当前位置：网站首页>Mmrotate trains its dataset from scratch

Mmrotate trains its dataset from scratch

2022-07-27 08:43:00 【Jiangxiaobai JLJ】

1. Virtual environment installation

step1： Download and install Anaconda,Anaconda Domestic image of ：

https://mirrors.tuna.tsinghua.edu.cn/anaconda/archive/

It is suggested to choose a newer Anaconda edition

The above is 32 Bit system , The following is 64 Bit system （ Generally, you can choose the second one ）

step2： Update domestic sources

The following instructions are Anaconda Prompt In the operation

If the domestic source is not updated, errors may occur when installing some packages

pypi | Mirror station help | Tsinghua University open source software image station | Tsinghua Open Source Mirror

step3：Anaconda Create a virtual environment under

conda create --name mmrotate python=3.8

conda activate mmrotate

here mmrotate Is the name of the virtual environment , It can be modified to what you want , What is specified here is python3.8 edition .

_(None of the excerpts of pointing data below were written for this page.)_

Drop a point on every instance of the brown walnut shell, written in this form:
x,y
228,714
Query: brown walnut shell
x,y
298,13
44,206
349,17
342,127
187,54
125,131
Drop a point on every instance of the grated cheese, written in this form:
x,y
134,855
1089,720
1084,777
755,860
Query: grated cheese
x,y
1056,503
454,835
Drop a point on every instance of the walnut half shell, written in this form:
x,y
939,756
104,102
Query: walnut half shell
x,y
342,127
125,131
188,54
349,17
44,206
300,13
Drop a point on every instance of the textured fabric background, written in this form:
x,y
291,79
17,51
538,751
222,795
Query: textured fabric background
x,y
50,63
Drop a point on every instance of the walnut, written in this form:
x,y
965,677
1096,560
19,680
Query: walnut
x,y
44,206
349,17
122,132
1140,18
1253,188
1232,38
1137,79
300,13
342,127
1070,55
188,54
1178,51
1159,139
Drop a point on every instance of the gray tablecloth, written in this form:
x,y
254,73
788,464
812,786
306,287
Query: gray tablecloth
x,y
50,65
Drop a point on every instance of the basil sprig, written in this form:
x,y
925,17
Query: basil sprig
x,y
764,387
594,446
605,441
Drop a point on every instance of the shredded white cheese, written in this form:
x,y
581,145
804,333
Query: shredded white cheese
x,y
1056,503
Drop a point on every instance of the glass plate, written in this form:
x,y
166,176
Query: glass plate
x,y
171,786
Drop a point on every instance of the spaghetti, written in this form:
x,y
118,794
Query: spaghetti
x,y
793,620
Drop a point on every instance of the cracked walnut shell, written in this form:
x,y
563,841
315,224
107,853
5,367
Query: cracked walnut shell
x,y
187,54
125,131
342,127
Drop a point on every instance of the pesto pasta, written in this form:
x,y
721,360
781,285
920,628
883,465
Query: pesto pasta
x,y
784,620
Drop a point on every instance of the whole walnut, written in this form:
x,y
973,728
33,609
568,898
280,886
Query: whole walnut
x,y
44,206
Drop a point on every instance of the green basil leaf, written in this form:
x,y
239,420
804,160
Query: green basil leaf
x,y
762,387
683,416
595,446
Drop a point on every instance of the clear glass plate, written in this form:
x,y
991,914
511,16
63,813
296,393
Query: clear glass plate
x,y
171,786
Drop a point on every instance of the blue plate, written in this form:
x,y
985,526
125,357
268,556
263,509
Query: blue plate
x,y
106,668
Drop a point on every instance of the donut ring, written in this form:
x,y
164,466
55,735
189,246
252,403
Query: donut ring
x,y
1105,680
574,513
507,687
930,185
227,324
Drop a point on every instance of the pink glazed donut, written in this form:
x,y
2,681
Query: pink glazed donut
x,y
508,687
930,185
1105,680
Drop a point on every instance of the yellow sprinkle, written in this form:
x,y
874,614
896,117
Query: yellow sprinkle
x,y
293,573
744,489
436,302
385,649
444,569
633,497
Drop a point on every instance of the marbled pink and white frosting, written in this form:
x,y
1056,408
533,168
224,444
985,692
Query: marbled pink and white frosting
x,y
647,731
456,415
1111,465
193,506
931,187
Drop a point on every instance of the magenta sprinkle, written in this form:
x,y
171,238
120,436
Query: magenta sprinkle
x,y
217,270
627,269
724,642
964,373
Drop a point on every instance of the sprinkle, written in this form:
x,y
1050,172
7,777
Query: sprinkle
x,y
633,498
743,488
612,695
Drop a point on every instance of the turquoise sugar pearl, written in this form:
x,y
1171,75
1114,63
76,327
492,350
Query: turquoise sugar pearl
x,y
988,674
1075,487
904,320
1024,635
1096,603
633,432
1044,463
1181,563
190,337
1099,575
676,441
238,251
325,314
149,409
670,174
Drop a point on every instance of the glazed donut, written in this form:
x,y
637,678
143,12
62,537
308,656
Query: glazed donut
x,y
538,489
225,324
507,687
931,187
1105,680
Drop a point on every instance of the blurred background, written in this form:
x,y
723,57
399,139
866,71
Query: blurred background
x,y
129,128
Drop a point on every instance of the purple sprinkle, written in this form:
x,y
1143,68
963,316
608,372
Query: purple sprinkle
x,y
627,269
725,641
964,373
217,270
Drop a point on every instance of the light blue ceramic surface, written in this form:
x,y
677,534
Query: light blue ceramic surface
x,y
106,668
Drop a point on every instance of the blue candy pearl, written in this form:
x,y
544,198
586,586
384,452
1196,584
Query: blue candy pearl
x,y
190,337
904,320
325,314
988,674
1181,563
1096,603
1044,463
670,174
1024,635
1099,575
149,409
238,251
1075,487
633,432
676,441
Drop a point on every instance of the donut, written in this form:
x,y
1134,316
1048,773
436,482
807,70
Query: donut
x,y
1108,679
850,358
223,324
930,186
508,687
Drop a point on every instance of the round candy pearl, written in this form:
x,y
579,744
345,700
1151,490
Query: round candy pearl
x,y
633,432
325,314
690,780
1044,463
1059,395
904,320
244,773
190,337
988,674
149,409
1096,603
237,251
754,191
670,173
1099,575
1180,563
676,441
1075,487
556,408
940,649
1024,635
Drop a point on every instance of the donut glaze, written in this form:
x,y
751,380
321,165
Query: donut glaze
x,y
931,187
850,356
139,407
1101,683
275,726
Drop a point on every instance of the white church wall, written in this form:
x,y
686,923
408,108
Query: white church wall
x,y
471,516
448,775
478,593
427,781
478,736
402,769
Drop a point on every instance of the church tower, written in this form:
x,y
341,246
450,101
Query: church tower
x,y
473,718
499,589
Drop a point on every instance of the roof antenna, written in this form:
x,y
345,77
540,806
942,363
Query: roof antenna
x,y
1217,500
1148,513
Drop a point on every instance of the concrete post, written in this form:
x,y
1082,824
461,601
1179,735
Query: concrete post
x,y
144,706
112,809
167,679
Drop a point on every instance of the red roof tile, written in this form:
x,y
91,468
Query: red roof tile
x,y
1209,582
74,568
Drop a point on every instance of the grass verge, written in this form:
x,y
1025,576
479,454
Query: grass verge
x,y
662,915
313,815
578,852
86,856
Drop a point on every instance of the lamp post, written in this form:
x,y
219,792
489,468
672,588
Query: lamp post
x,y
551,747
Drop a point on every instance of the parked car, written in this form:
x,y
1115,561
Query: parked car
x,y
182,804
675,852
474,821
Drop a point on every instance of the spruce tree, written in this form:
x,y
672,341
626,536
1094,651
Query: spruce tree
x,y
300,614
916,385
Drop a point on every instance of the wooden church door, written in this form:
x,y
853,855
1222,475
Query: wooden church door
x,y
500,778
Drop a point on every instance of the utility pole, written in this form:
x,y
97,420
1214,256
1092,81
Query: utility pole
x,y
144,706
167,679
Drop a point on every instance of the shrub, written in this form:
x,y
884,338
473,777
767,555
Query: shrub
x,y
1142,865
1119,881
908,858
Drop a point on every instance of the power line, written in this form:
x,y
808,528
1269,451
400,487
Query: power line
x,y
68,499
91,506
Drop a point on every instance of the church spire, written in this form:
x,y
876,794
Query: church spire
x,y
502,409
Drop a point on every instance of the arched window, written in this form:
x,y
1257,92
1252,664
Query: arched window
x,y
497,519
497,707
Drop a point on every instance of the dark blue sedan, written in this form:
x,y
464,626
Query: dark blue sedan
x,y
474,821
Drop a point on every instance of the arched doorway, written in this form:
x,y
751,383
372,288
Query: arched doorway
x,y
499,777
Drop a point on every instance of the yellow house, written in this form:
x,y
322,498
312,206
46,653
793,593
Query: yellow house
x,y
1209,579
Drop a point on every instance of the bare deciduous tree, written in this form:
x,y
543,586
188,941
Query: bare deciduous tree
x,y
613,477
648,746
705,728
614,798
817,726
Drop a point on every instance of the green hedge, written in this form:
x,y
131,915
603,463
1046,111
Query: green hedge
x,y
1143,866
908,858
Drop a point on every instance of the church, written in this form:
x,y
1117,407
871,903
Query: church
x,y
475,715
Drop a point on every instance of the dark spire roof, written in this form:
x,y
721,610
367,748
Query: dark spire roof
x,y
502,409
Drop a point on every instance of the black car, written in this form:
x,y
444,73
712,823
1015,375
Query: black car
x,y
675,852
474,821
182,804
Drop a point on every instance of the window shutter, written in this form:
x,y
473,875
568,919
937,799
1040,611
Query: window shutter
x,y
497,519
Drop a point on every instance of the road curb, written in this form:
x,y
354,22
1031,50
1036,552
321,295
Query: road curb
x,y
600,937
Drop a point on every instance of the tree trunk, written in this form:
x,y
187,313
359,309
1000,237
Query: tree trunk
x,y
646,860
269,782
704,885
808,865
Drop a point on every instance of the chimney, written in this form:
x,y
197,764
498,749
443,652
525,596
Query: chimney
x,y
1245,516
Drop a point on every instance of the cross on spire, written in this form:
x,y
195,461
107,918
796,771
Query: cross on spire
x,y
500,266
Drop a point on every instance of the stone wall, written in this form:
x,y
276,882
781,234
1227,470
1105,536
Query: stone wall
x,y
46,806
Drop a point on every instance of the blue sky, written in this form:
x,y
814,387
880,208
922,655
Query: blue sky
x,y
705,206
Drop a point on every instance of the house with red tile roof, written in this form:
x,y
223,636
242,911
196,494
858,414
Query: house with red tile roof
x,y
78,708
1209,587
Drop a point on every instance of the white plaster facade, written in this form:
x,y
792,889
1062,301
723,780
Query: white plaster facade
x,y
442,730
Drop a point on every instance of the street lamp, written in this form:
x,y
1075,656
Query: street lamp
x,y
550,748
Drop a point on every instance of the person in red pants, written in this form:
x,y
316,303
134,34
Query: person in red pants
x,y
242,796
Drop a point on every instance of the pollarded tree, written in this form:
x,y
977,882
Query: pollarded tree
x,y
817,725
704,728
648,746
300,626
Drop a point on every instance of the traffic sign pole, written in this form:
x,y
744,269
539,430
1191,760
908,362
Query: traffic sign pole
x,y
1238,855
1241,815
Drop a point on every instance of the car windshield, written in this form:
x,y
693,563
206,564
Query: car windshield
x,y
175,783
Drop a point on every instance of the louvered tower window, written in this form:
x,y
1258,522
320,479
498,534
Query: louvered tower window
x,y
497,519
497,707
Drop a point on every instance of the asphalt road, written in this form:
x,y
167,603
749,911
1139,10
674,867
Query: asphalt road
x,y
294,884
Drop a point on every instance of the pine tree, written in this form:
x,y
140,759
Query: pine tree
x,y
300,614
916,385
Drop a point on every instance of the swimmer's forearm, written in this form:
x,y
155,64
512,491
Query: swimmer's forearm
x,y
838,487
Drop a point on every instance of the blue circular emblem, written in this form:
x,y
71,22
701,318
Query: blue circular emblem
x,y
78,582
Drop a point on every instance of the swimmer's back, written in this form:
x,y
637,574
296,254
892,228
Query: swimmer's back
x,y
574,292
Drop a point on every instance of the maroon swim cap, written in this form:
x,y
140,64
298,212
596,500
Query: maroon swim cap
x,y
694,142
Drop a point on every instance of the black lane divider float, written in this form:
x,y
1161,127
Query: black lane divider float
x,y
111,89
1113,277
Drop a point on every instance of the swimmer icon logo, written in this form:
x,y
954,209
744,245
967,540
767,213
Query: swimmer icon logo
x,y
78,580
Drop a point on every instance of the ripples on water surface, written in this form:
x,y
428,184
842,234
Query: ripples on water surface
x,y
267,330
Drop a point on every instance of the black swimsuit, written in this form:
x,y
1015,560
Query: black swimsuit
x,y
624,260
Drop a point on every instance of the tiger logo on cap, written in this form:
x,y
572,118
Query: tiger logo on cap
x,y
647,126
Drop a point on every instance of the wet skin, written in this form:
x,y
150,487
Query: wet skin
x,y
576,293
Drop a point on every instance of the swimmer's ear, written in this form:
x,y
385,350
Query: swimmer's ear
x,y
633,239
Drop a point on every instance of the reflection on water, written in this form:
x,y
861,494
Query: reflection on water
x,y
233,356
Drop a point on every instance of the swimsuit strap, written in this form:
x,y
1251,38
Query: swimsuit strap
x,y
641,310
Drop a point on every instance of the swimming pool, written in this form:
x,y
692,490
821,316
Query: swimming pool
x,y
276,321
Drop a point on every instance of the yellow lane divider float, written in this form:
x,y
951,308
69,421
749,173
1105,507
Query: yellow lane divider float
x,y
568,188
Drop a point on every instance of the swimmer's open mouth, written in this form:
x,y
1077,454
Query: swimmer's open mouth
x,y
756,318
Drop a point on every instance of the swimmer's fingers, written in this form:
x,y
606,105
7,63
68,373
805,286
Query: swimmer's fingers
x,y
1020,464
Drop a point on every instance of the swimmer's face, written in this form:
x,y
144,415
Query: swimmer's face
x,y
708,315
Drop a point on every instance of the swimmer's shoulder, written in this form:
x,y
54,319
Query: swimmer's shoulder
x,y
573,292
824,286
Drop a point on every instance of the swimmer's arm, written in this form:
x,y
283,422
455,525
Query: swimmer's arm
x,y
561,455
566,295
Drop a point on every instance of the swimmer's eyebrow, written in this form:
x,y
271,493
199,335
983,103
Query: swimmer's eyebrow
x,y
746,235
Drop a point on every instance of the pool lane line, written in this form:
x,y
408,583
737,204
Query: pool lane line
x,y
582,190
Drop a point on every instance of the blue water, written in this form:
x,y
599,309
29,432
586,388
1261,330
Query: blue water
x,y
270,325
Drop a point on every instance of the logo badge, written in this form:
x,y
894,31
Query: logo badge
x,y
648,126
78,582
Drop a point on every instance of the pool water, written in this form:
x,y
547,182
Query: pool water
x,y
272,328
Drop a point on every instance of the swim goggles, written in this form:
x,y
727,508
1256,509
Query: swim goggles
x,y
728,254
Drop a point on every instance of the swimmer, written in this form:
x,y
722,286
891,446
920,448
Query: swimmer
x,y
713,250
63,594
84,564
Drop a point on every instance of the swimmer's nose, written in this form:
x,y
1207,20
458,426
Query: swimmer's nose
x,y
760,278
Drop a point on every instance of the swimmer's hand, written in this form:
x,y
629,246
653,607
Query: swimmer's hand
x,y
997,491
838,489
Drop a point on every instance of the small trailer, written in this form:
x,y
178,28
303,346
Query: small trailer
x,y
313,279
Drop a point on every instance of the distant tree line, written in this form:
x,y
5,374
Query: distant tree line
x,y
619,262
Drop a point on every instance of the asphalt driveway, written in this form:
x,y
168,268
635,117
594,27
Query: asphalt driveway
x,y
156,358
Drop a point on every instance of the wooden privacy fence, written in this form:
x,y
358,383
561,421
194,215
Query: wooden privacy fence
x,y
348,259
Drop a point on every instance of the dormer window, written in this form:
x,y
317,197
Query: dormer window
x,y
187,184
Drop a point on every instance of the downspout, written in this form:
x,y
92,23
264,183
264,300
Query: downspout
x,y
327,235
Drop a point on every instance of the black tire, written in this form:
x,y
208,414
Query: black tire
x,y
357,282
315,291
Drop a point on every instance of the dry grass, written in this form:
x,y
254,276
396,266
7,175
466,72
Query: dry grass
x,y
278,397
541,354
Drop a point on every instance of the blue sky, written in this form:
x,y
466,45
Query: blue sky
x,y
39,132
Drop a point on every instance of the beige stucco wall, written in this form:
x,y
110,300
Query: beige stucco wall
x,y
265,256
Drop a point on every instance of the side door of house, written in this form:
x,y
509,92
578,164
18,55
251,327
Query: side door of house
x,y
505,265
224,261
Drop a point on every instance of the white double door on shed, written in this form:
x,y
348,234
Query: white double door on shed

step4： download torch and torchvision（ The local installation is more stable ）

https://download.pytorch.org/whl/torch_stable.html

The version I choose here is torch==1.8.1 torchvision==0.9.1（ Pay attention here python Version correspondence , For example, choose cp=38. And my environment is cuda10.1）

（ One more thing to note 30 series The above graphics cards should be downloaded cuda11 Version above , Otherwise it will go wrong ）

Download it whl After the document , Enter the download directory from the virtual environment , then pip install In turn, installation torch and torchvision , As shown in the figure ：

step5： install mmcv_full、mmdetection and mmrotate

After installation , Let's start with mmcv_full And mmdetection Installation , because mmrotate It is based on the above two model bases .

mmcv_full：https://download.openmmlab.com/mmcv/dist/cu101/torch1.8.0/index.html

Installation — mmcv 1.6.0 documentation

Download according to your version , What I download here is ：

After downloading, use pip install Command to install

mmdetection：

pip install mmdet

Finally, installation mmrotate ：

pip install mmrotate

Here I download the official code version as ：

cmd Under the interface cd Enter into mmrotate Under the table of contents , Re execution

pip install -r requirements.txt

thus , The environment construction part is over .

2. test mmrotate Is the installation successful

modify image_demo.py

# Copyright (c) OpenMMLab. All rights reserved.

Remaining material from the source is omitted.